Свет опять забрезжил в моей жизни, в ней есть надежда встретиться с тобой. И эта надежда будет осуществлена, рано или поздно, но я увижу тебя! Счастье! Счастье, которое отныне скрасит мою жизнь, даст бодрость моему духу. Как часто-часто я вспоминал наше расставание, как часто сожалел, что не простился с тобой еще горячей, еще полнее! Но ведь кто мог думать, что это прощание будет так надолго. И как часто я с болью думал: неужели это было прощание навсегда, навек и что я больше никогда, никогда — пойми, милая, это — не увижу тебя, моя радость. Как много ласки хотел бы я вложить в эти мои слова, пригреть тебя ими; как хотел бы искупить этой лаской все те муки, тревоги, заботы, которые ты вынесла из-за меня.

Прости за это, родная, и люби своего Митюшу еще крепче, чем прежде, так крепче, как полнее и крепче полюбил я тебя за эти два с половиной года разлуки.

Да, два с половиной года — это большой кусок жизни, в течение которого я многое понял, многому научился и на многое смотрю иными глазами, с иной точки зрения. Это переоценка ценностей, которая формирует человека, и если он переживет ее, вынесет, то это закаляет его характер, расширяет взгляд на явления, выщелачивает из него мелочность. Это пережить трудно, но зато полнее и ценнее будет последующая жизнь.

Да, жизнь! Жизнь — это радость, которая не повторяется. И, милая, родная, нам предстоит еще жить — пусть будут трудности, борись, крепись! Пусть дух твой будет бодр, мы еще встретимся, и я выплачу у тебя на груди все те муки, которые я пережил, и своей лаской искуплю те мучения, которые пережила ты.

Дитя мое, милая детка, счастье моей жизни, радость моя несказанная, ведь мы еще увидимся, да, увидимся! О счастье!
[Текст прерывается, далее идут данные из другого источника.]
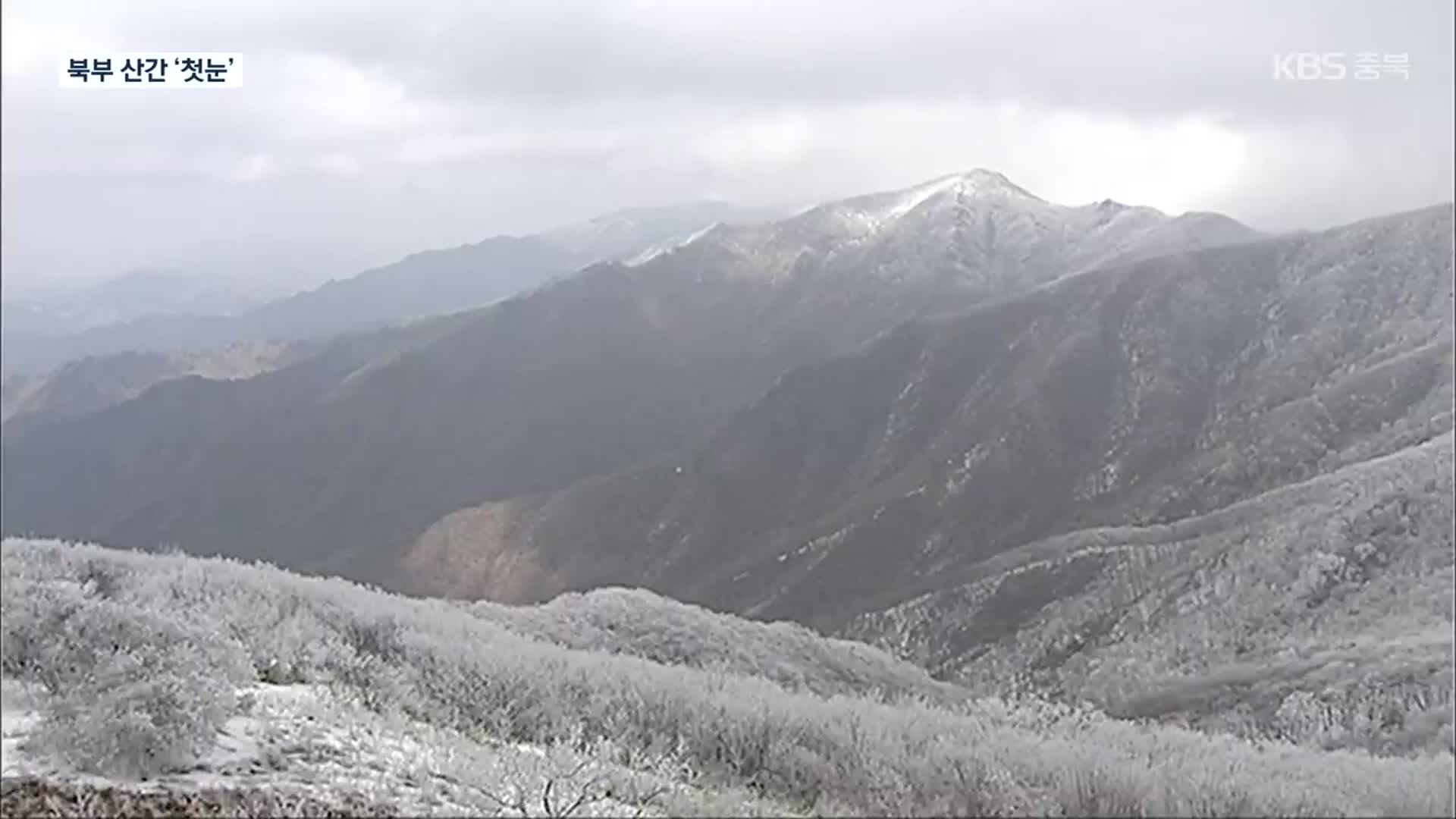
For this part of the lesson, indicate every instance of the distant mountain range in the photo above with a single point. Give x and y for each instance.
(1092, 452)
(172, 311)
(329, 465)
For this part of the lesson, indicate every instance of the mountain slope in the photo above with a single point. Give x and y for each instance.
(1133, 395)
(95, 384)
(421, 284)
(582, 376)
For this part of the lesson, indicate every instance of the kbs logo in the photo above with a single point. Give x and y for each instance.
(1332, 66)
(1310, 66)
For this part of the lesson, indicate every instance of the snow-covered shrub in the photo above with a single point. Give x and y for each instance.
(134, 694)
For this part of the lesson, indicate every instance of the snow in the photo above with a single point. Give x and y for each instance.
(303, 739)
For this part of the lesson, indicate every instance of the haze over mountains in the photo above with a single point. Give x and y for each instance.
(1018, 442)
(161, 312)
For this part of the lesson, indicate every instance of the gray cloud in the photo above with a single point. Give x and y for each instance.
(372, 131)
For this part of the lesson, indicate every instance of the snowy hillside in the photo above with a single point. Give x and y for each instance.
(136, 682)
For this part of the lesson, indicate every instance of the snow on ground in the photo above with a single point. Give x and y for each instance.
(303, 739)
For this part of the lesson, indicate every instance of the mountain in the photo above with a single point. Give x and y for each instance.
(579, 378)
(134, 295)
(1210, 487)
(156, 315)
(181, 686)
(1131, 395)
(98, 382)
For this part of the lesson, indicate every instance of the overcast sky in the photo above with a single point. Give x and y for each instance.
(370, 130)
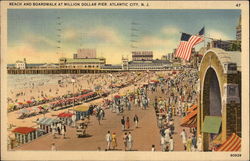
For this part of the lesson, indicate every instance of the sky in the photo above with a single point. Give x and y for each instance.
(33, 33)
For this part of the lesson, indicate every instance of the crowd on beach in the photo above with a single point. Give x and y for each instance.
(178, 93)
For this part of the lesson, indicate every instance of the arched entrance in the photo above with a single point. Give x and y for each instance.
(220, 106)
(211, 102)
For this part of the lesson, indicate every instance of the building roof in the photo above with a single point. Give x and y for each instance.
(227, 56)
(63, 114)
(47, 121)
(71, 60)
(19, 61)
(10, 65)
(24, 130)
(34, 65)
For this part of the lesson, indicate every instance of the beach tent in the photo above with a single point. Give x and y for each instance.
(65, 117)
(233, 143)
(25, 134)
(45, 123)
(82, 111)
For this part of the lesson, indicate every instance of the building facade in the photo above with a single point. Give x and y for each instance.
(93, 63)
(142, 55)
(21, 64)
(219, 115)
(238, 30)
(85, 53)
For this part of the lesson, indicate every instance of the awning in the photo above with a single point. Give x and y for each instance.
(217, 139)
(24, 130)
(212, 124)
(233, 143)
(82, 108)
(190, 120)
(63, 114)
(47, 121)
(192, 108)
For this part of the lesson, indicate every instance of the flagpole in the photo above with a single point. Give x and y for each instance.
(204, 36)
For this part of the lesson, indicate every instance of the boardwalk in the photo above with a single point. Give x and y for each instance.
(144, 137)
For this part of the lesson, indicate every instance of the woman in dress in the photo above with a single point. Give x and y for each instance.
(127, 123)
(114, 141)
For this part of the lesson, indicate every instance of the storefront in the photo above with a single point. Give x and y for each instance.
(25, 134)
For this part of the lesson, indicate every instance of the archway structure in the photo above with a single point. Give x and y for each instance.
(219, 114)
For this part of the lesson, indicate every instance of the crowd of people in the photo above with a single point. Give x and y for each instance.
(178, 93)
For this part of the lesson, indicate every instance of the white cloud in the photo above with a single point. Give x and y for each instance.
(217, 35)
(106, 34)
(170, 30)
(38, 39)
(70, 34)
(156, 42)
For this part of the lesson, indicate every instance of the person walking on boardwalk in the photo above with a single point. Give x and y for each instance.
(136, 120)
(108, 140)
(189, 144)
(53, 147)
(53, 127)
(127, 123)
(125, 141)
(130, 141)
(163, 144)
(199, 143)
(114, 141)
(184, 138)
(171, 144)
(123, 123)
(63, 130)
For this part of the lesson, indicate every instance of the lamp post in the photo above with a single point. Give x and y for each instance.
(73, 82)
(111, 76)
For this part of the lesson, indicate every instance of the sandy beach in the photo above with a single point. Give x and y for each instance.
(87, 81)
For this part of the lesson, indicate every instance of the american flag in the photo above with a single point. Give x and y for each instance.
(187, 43)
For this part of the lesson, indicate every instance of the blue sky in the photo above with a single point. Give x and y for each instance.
(33, 33)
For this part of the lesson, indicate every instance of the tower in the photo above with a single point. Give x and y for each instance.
(238, 30)
(124, 63)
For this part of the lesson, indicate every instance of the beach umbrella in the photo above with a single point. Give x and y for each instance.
(24, 111)
(117, 96)
(29, 101)
(82, 108)
(45, 106)
(11, 105)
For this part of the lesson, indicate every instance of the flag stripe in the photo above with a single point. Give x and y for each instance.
(185, 48)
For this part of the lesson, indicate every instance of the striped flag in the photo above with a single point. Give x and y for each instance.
(187, 43)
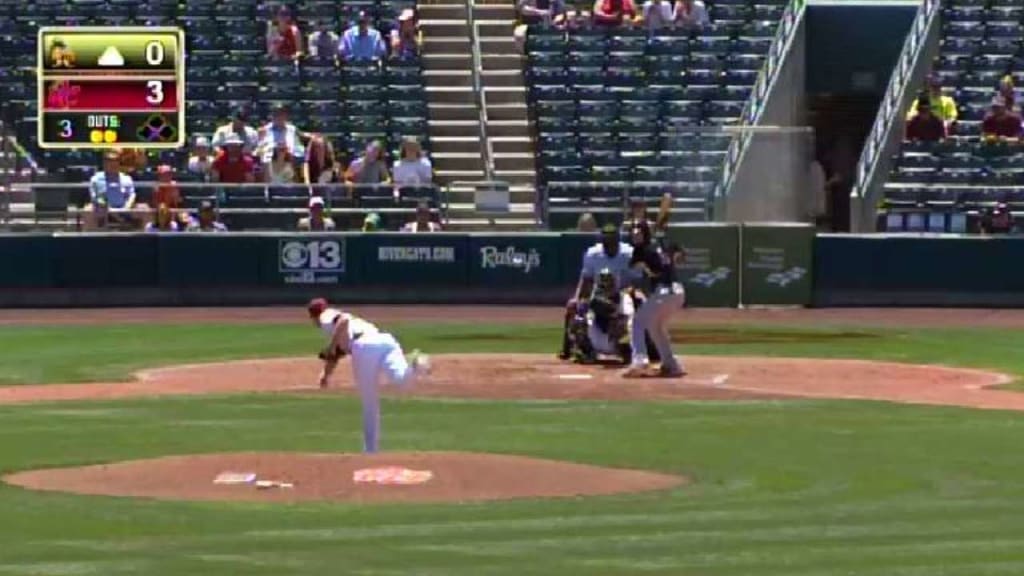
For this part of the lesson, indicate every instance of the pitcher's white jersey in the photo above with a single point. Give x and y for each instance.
(356, 325)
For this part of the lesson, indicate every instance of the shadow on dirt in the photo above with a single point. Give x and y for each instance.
(731, 336)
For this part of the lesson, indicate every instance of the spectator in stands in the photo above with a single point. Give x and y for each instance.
(1009, 92)
(412, 168)
(942, 106)
(232, 164)
(201, 161)
(206, 219)
(406, 39)
(284, 41)
(613, 12)
(657, 14)
(587, 222)
(371, 168)
(690, 14)
(361, 42)
(372, 222)
(997, 220)
(238, 127)
(278, 131)
(324, 42)
(422, 221)
(637, 213)
(112, 194)
(321, 166)
(167, 192)
(281, 168)
(925, 126)
(315, 221)
(132, 160)
(1000, 123)
(535, 12)
(163, 220)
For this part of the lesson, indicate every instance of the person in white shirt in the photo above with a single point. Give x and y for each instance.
(324, 42)
(374, 354)
(112, 194)
(238, 127)
(691, 13)
(281, 169)
(657, 14)
(422, 221)
(610, 253)
(201, 161)
(412, 168)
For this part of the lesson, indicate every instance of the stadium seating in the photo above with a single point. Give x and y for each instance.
(945, 187)
(623, 112)
(227, 69)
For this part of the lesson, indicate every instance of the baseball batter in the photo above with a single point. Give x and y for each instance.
(374, 353)
(665, 296)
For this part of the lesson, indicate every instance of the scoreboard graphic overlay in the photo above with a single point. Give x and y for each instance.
(109, 87)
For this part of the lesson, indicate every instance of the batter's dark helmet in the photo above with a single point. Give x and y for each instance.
(316, 306)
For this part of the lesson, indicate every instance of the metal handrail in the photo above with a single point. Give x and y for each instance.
(754, 108)
(481, 98)
(894, 95)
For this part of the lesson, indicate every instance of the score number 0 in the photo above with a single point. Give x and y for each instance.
(155, 56)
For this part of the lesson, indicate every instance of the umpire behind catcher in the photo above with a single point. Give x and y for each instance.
(609, 253)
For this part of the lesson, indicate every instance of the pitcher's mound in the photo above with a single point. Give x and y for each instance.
(454, 477)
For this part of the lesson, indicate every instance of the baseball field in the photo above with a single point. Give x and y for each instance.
(858, 442)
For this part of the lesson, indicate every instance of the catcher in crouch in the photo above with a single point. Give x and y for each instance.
(374, 354)
(602, 325)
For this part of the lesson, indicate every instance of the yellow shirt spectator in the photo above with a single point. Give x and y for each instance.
(942, 106)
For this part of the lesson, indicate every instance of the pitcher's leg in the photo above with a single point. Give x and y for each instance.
(371, 419)
(367, 363)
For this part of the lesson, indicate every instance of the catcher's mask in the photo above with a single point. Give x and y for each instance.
(606, 283)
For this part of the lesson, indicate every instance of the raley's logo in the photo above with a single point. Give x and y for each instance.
(492, 257)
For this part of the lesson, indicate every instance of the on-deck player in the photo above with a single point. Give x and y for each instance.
(609, 253)
(373, 353)
(665, 296)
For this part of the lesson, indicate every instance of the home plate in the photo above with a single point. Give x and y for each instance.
(720, 380)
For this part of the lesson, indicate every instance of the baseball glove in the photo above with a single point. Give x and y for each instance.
(331, 355)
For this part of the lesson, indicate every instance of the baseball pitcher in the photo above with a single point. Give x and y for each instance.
(373, 353)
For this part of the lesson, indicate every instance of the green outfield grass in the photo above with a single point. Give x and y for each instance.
(780, 488)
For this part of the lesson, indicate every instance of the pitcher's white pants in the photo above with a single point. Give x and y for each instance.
(372, 356)
(653, 318)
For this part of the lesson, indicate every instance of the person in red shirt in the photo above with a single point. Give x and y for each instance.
(233, 165)
(1000, 123)
(613, 12)
(284, 41)
(925, 126)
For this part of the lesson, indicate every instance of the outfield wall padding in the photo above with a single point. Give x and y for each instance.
(885, 271)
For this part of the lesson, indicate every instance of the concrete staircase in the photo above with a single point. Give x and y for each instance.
(505, 98)
(462, 147)
(455, 117)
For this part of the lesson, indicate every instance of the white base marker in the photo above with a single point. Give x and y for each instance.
(574, 376)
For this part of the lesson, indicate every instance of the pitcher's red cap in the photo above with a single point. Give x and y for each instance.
(316, 306)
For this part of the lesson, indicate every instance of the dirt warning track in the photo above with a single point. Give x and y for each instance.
(543, 377)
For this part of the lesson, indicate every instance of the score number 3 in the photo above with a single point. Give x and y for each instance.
(155, 88)
(67, 129)
(155, 93)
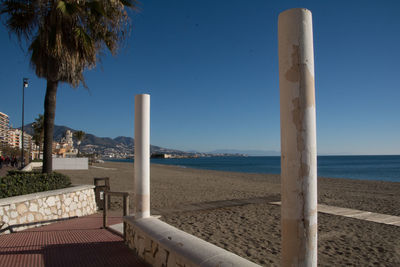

Ну теперь о себе. Через семь дней после нашей разлуки я был эвакуирован из Ленинграда в Минусинск, где пробыл до 13 апреля 42 г. Был отправлен в Тасеевский район Красноярского края. В Тасеево приехал 18 апреля, 20 апреля поступил слесарем на тасеевскую машинно-тракторную станцию (пригодилась-таки моя старая специальность) и вот до настоящего дня (такого радостного, такого желанного) добываю хлеб свой насущный кормильцем-молотком. Жизнь гладкая и плоская, как старая истершаяся монета. Так иногда забудусь за работой, которая заинтересует, сделаю ее так, как того душа просит, и плюю на всякие понукания начальства, на всякий заработок, а душу все же отведу.

Работа по ремонту тракторов и грязная, и однообразная. Тракторов много, и круг работы ограничивается определенными деталями, которые повторяются каждый раз с поступлением в ремонт новой машины. Тут не разгонишься! Ну и стучишь, стучишь, пилишь и пилишь, выполняешь график ремонта.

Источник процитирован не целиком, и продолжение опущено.